また、国勢調査は国民に申告義務があるのですが、国勢調査の実施に関する有識者懇談会報告(2006年)では、2000年調査の未回収率が1.7%だったのが、2005年では4.4%に急増しており、その原因の一つが個人情報保護の過剰反応だと指摘しています。

過剰反応に関する国の対策

個人情報保護法の成立に関連して、「個人情報の保護に関する基本方針」(2004年閣議決定)では、全面施行後3年を目途に再検討することとしています。それで、国民生活審議会個人情報保護部会は「個人情報保護に関する取りまとめ(意見)」(2007年)(http://www5.cao.go.jp/seikatsu/shingikai/kojin/20th/torimatome.pdf)を発表しました。法律そのものは変更する必要はないが、基本方針の見直し、各省のガイドラインのあり方、過剰反応問題への対処などについて言及しています。過剰反応に関しては、次のような主旨がいわれています。

この「取りまとめ」発表以降、検討が進められており、2008月3月には政令、基本方針等の改正が行われ、それを受けて、4月以降に各省ガイドラインの見直しの検討が開始される予定になっています。

過剰反応の原因

過剰反応の原因に、関係者自身が法律を理解していないことがあります。
 内閣府「個人情報保護に関する世論調査」2006年調査では、「名簿作成の中止で困るか」の問いに、「強く感じる」と「ある程度感じる」が過半数なのに、「学校や地域社会の緊急連絡網などの名簿は,本人から名簿の個人情報を削除してほしい旨の求めがあった場合には,その情報を削除することを明示した上で,作成・配布することもできることを知っているか」に対して、半数近い人が知らないと答えているのです。
 改善のためには、地方自治体からの周知活動が求められますが、総務省「地方自治情報管理概要」2007年によると、都道府県では過半数が周知活動を実施しているが、市区町村では10%にも満たない状況です。

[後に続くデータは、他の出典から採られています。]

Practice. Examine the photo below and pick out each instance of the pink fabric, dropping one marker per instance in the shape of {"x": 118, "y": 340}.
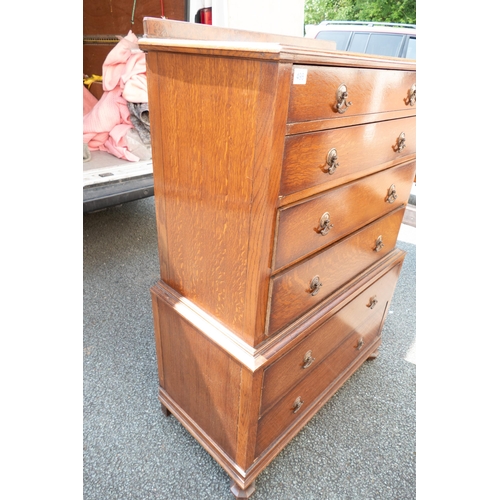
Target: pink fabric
{"x": 89, "y": 100}
{"x": 106, "y": 125}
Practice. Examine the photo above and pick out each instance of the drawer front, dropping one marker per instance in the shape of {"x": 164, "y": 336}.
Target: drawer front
{"x": 304, "y": 228}
{"x": 304, "y": 394}
{"x": 293, "y": 292}
{"x": 288, "y": 370}
{"x": 344, "y": 153}
{"x": 368, "y": 91}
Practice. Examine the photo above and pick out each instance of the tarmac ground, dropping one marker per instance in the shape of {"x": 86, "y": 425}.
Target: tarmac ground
{"x": 360, "y": 445}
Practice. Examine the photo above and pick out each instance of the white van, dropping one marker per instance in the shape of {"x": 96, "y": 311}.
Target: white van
{"x": 384, "y": 39}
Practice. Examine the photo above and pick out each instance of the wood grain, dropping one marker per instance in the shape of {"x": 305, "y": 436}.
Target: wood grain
{"x": 350, "y": 207}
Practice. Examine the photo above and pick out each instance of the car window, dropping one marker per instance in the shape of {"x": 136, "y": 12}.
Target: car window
{"x": 383, "y": 44}
{"x": 358, "y": 42}
{"x": 339, "y": 37}
{"x": 411, "y": 51}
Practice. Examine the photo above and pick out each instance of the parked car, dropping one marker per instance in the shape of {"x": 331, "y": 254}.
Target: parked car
{"x": 384, "y": 39}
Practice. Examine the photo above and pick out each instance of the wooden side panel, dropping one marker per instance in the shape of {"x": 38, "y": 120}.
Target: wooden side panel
{"x": 199, "y": 377}
{"x": 218, "y": 158}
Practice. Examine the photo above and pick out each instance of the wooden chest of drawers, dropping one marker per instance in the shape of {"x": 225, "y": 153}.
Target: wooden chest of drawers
{"x": 282, "y": 171}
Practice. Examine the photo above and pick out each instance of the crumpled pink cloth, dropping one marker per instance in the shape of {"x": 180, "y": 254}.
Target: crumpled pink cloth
{"x": 106, "y": 125}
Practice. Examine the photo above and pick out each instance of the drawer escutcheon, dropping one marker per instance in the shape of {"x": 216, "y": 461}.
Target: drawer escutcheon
{"x": 297, "y": 404}
{"x": 412, "y": 95}
{"x": 315, "y": 285}
{"x": 325, "y": 224}
{"x": 391, "y": 194}
{"x": 379, "y": 244}
{"x": 401, "y": 143}
{"x": 308, "y": 360}
{"x": 331, "y": 160}
{"x": 342, "y": 102}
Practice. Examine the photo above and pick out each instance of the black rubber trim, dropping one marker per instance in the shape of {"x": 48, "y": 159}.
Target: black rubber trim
{"x": 116, "y": 193}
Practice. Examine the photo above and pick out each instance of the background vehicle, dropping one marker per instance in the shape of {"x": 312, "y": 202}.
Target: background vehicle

防災会議は「災害時要援護者の避難支援ガイドライン」2006年3月改訂「災害時要援護者対策の進め方について」2007年3月などにより、「災害時に要援護者の避難支援等を行うためには、要援護者の名簿を作成し、平常時から、支援を行う防災関係部局と福祉関係部局や、自主防災組織、民生委員等と要援護者名簿を共有し、災害時に活用できるようにする必要がある。」としているのですが、徹底していないようです。

上記の世論調査では、「防災・防犯のための個人情報の共有・活用」に、「積極的に共有・活用すべき」が29.3%、「必要最小限で共有活用してもよい」が59.5%と圧倒的な多数が容認しています。また、「個人情報保護問題への関心」については、全体では「関心がある」が32.9%、「まあ関心がある」が40.6%で高い割合になっているのですが、要援護者と想定される70歳以上では、それぞれ24.9%、27.5%と低い割合になっています。
 関心が低いから名簿を作ってもよいというのは暴論ですが、本人よりも関係者が過剰反応しているようにも思われます。

当事者のジレンマを防げ

そもそも個人情報保護法の主旨は情報主体(個人情報の本人)の権利保護にあります。「法律・内部規程遵守」は提供側の論理であり、「本人の利益になるか」は情報主体の視点です。そのバランスが必要です。過剰反応が問題になっていますが、「面倒に巻き込まれたくない」のは論外として、法律・内部規程に違反してまで提供するとなると、当事者に深刻なジレンマを強いることになります。基準の明確化が望まれます。